My aging but still very serviceable Specialized Hard Rock was going to need some serious TLC before it would be ready for the trails. (As for my old Bianchi road bike, well, that’s gonna take even more work, but that’s another story.) That much was obvious after rescuing it from a dark corner of the barn.
I didn’t waste any time frigging with the rigging and simply loaded it into the car and brought to the folks at Allspeed Cyclery & Snow in Portland for a good spring tune-up.
If you’ve taken even a modicum of regular care of your bike, you can probably get the thing ride-worthy on your own. But where to start?
Not being much of a useful bike mechanic myself, I asked Mike Davies, co-owner of Allspeed along with Chris Coulton, what a bike owner should do to get their bike in shape for the riding season.
TIRES, RIMS, CHAINS AND SUCH
For starters, Mike said, wipe the bike down to get the dust and dirt off. “You want to get it looking good so you can be happy with your ride,” Davies said.
Add air to the tires to the recommended maximum pressure. That number is found on the sidewall of the tire if you don’t know it by heart. Be careful when initially filling up the tires, especially if they’re flat, cautions Davies.
“Go slowly, adding a little air at a time to allow the tire to re-seat properly against the rim.”
Straighten the valve before you start. And look for dryness and cracking on the side walls. If you see any of that it’s time to replace the tire. Spin the wheels to make sure the brake pads aren’t rubbing on the rims.
Next, lube your chain using a chain-specific oil, something light and clean.
“Run it through the gears, then wipe it off with a rag,” advises Davies. “This ensures the drive train stays clean.”
If you don’t wipe, the excess oil will attract dirt, not a good thing.
After you’ve done these simple things, take your bike for a spin. Listen for noises. Does anything feel clunky?
“If so you’re probably going to need an expert tune-up,” Mike said.
New bikes usually don’t require a tune-up for 2-3 years, but with older bikes it’s good to have them tuned at least once a year.
“Chains stretch, cables stretch, cogs wear down, rims wear out.”
Bring your bike into the shop for a tune-up and it’ll get a thorough look-over to find the big things that might be wrong and even some of the not-so-obvious little things.

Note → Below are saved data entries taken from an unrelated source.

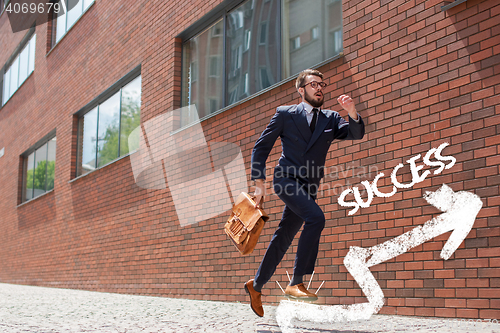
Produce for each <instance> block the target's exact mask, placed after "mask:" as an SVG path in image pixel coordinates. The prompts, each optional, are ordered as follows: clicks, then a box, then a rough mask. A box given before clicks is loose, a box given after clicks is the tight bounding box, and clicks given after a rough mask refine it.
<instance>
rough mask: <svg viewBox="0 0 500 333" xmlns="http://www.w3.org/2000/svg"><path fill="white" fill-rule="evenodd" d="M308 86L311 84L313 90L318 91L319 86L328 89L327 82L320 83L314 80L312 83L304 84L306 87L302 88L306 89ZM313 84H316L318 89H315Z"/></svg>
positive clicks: (315, 85)
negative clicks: (315, 90)
mask: <svg viewBox="0 0 500 333" xmlns="http://www.w3.org/2000/svg"><path fill="white" fill-rule="evenodd" d="M308 84H310V85H311V88H313V89H318V85H319V86H320V87H321V89H325V88H326V86H327V85H328V84H326V82H318V81H315V80H312V81H311V82H308V83H306V84H304V85H303V86H302V88H305V87H306V86H307V85H308ZM313 84H314V85H315V86H316V87H315V86H313Z"/></svg>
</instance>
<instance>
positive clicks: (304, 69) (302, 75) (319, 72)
mask: <svg viewBox="0 0 500 333" xmlns="http://www.w3.org/2000/svg"><path fill="white" fill-rule="evenodd" d="M308 75H314V76H319V77H320V78H321V80H323V73H321V72H320V71H318V70H317V69H310V68H308V69H304V70H303V71H302V72H300V73H299V76H298V77H297V80H296V81H295V88H297V89H299V88H300V87H303V86H304V81H305V80H306V77H307V76H308Z"/></svg>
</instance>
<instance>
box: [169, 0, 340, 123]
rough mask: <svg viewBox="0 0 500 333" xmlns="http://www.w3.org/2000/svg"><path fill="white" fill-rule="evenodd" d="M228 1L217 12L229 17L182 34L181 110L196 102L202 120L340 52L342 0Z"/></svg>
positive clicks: (334, 56) (201, 25)
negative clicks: (195, 66)
mask: <svg viewBox="0 0 500 333" xmlns="http://www.w3.org/2000/svg"><path fill="white" fill-rule="evenodd" d="M227 2H228V1H224V2H223V3H222V4H221V5H219V8H217V10H215V11H214V12H217V13H221V12H222V13H225V14H222V15H221V14H213V15H220V16H216V17H212V16H209V17H204V18H203V19H202V20H200V21H199V22H198V23H196V24H195V25H193V27H190V28H189V29H187V30H186V31H185V32H183V33H182V34H181V35H180V36H179V37H180V38H182V39H183V40H184V42H183V47H182V51H183V62H182V63H183V66H184V67H183V69H182V80H183V82H182V106H187V105H191V104H195V105H196V108H197V110H198V115H199V118H200V119H201V118H203V117H206V116H209V115H210V113H212V112H214V111H213V110H214V105H215V106H216V107H215V110H216V111H215V112H217V110H220V109H222V108H223V107H226V106H228V105H231V104H233V103H237V102H238V101H240V100H242V99H244V98H247V97H248V96H251V95H253V94H255V93H257V92H259V91H260V90H262V89H266V88H267V87H270V86H272V85H273V84H276V83H277V82H279V81H281V80H285V79H287V78H289V77H291V76H292V75H295V74H297V73H299V72H300V71H302V70H304V69H306V68H310V67H314V66H316V65H318V64H320V63H322V62H324V61H326V60H327V59H330V58H333V57H335V56H337V55H338V54H339V53H340V52H341V51H342V6H341V4H342V3H341V1H340V0H315V1H300V0H273V1H269V0H246V1H241V0H240V1H237V0H235V1H229V3H228V4H227V7H224V6H225V5H224V4H225V3H227ZM209 15H211V14H209ZM202 22H213V23H212V24H210V25H208V26H207V25H203V23H202ZM297 22H300V24H297ZM193 64H196V67H195V66H194V65H193ZM195 71H197V74H194V72H195ZM215 71H217V72H218V73H217V75H216V73H215ZM193 78H196V80H193ZM209 99H212V102H210V103H207V101H208V100H209ZM213 101H217V103H215V102H213ZM187 123H189V117H186V118H184V117H183V118H182V122H181V124H182V125H186V124H187Z"/></svg>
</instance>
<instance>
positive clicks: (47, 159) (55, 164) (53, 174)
mask: <svg viewBox="0 0 500 333" xmlns="http://www.w3.org/2000/svg"><path fill="white" fill-rule="evenodd" d="M47 148H48V152H47V191H50V190H52V189H53V188H54V178H55V174H56V173H55V170H56V138H53V139H52V140H50V141H49V142H48V143H47Z"/></svg>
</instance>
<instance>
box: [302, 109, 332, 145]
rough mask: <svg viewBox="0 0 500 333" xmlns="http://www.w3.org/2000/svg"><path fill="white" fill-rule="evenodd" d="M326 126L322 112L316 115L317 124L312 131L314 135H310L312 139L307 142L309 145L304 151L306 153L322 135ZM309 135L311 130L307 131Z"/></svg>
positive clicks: (316, 124) (318, 113)
mask: <svg viewBox="0 0 500 333" xmlns="http://www.w3.org/2000/svg"><path fill="white" fill-rule="evenodd" d="M304 112H305V111H304ZM304 117H305V116H304ZM306 124H307V120H306ZM327 124H328V118H327V117H326V116H325V114H324V113H323V111H320V112H319V113H318V122H317V123H316V128H315V129H314V133H312V137H311V140H310V141H309V144H308V145H307V148H306V151H308V150H309V149H310V148H311V147H312V145H313V144H314V143H315V142H316V140H318V138H319V136H320V135H321V133H323V130H324V129H325V127H326V125H327ZM308 129H309V128H308ZM309 133H311V130H309Z"/></svg>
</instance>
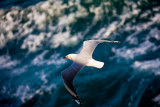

“We’ll give you a good idea of what it will cost right then,” said Mike. “Then we’ll get it scheduled and do the stuff. We’ll call you if anything is going to be over the estimate.”
I got a middle-of-the-road tune-up and now my old bike works great. My wife’s bike is in the shop now awaiting similar good care. Happy, happy for not a lot of dough.
LOOKING FOR A RIDE?
The folks at Allspeed are avid mountain bikers, and as such, they lead two group trail rides each week. On Monday nights at 6 there’s a ride for all abilities. The shop provides a leader and a sweep so you can go and have fun and know you’re not going to get lost or be left behind. Nice.
On Thursday nights at 6 there’s a faster ride with less stops that’s gets you a little further out into the woods.
Both weekly group rides leave from the Allspeed shop on Auburn St. in Portland.
“We don’t do any road rides yet, but we’re working on it,” said Davies. Meantime, Mike told me about the Saturday road rides for all levels with Back Bay Bicycle, as well as super-fast rides put on by Cyclemania (also on Saturdays). These shops offer a host of other rides as well.
All good Mike, thanks for the great info!